BmcBlobSessionStat/BmcBlobWriteMeta

Not supported.

Example Host Command Flow

No binary data yet, write data

  1. BmcBlobGetCount followed by BmcBlobEnumerate. Since there is no valid blob with binary data stored, BMC handler only populates the base_id per platform configuration. e.g. /bmc_store/.
  2. BmcBlobOpen with blob_id = /bmc_store/blob0, BMC honors the request and returns session_id = 0.
  3. BmcBlobWrite multiple times to write the data into the blob.
  4. BmcBlobCommit.
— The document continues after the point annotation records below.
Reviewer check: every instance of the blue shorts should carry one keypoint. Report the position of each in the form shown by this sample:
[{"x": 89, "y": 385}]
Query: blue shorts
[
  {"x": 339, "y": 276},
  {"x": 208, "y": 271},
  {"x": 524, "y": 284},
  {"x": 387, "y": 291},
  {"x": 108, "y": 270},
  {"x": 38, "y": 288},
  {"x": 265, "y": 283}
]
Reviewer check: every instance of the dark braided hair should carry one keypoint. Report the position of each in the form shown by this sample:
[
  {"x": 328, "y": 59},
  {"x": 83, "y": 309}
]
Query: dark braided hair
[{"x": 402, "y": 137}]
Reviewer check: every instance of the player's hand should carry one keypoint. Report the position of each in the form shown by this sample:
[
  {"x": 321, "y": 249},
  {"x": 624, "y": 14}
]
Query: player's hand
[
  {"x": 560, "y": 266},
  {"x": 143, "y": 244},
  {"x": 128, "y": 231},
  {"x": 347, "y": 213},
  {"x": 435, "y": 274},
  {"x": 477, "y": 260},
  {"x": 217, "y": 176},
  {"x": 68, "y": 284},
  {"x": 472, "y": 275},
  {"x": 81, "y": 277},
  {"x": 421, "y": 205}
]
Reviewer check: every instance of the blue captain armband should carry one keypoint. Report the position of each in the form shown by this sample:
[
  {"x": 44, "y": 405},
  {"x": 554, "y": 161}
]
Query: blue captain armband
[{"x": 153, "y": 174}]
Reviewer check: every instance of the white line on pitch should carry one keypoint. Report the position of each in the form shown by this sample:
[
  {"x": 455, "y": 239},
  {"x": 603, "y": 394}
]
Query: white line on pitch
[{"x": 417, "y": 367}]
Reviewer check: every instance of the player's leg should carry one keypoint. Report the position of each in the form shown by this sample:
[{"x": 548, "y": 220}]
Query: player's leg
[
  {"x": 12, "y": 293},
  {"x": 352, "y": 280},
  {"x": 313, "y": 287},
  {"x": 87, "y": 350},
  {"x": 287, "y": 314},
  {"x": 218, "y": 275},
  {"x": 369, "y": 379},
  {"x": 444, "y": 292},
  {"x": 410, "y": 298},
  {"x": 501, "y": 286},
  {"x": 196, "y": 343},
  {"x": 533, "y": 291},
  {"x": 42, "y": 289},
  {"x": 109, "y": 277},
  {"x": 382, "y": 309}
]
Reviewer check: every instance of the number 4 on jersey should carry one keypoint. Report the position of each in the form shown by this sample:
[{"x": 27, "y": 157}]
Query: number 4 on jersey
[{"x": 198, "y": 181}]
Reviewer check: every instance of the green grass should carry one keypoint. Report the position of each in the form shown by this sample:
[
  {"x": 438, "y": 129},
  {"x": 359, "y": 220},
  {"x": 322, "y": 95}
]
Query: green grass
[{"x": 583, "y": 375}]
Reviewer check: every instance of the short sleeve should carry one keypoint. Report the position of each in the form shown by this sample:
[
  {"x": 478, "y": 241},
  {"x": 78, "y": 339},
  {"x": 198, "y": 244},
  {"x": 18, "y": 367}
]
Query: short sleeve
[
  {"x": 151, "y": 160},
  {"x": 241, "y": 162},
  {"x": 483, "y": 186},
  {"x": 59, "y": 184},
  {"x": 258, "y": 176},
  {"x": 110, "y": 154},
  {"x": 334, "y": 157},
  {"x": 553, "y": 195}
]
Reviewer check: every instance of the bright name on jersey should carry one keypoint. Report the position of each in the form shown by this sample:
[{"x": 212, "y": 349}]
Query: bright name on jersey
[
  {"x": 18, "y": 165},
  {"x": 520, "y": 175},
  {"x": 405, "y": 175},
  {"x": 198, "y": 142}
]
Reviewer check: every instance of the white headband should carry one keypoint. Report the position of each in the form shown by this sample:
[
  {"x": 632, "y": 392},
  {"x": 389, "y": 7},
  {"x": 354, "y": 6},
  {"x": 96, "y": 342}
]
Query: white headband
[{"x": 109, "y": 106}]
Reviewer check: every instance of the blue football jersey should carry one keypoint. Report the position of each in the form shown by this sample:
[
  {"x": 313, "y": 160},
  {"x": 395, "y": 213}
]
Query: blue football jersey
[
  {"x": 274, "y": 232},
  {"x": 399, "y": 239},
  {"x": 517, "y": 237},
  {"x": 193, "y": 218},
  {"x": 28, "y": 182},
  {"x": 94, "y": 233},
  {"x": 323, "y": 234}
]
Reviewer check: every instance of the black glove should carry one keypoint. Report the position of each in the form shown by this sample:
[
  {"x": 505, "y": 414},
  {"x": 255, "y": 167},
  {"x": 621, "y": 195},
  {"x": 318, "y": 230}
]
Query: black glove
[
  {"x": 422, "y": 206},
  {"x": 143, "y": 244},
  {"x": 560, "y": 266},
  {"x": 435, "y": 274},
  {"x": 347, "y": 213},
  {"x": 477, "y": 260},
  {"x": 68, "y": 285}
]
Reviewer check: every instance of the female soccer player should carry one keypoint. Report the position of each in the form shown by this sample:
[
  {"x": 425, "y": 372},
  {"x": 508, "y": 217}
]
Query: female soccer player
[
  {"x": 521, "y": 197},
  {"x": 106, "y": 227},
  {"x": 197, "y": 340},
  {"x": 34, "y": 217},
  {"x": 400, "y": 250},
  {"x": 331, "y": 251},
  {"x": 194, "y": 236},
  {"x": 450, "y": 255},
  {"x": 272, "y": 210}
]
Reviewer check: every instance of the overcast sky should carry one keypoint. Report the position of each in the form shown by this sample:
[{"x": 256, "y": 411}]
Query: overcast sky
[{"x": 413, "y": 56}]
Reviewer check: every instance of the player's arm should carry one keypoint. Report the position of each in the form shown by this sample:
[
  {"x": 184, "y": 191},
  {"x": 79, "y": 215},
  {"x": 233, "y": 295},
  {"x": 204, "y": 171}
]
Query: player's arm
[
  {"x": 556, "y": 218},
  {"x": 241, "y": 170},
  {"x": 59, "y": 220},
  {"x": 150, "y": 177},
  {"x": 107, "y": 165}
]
BMC writes data into configured path, e.g. to EEPROM.
  5. BmcBlobClose

Read existing data

  1. BmcBlobGetCount followed by BmcBlobEnumrate shows /bmc_store/ and /bmc_store/blob0.
  2. BmcBlobStat on /bmc_store/blob0 shows non-zero size and COMMITTED state.
  3. BmcBlobOpen with blob_id = /bmc_store/blob0.
  4. BmcBlobRead multiple times to read the data.
  5. BmcBlobClose.

Alternatives Considered

The first alternative considered was to store the data via IPMI FRU commands; as mentioned in the problem description, it is not always viable.

There is a Google OEM I2C-over-IPMI driver that allows the host to read/write I2C devices attached to the BMC. In comparison, the blob store approach proposed offer more abstraction and is more flexible in where to store the data.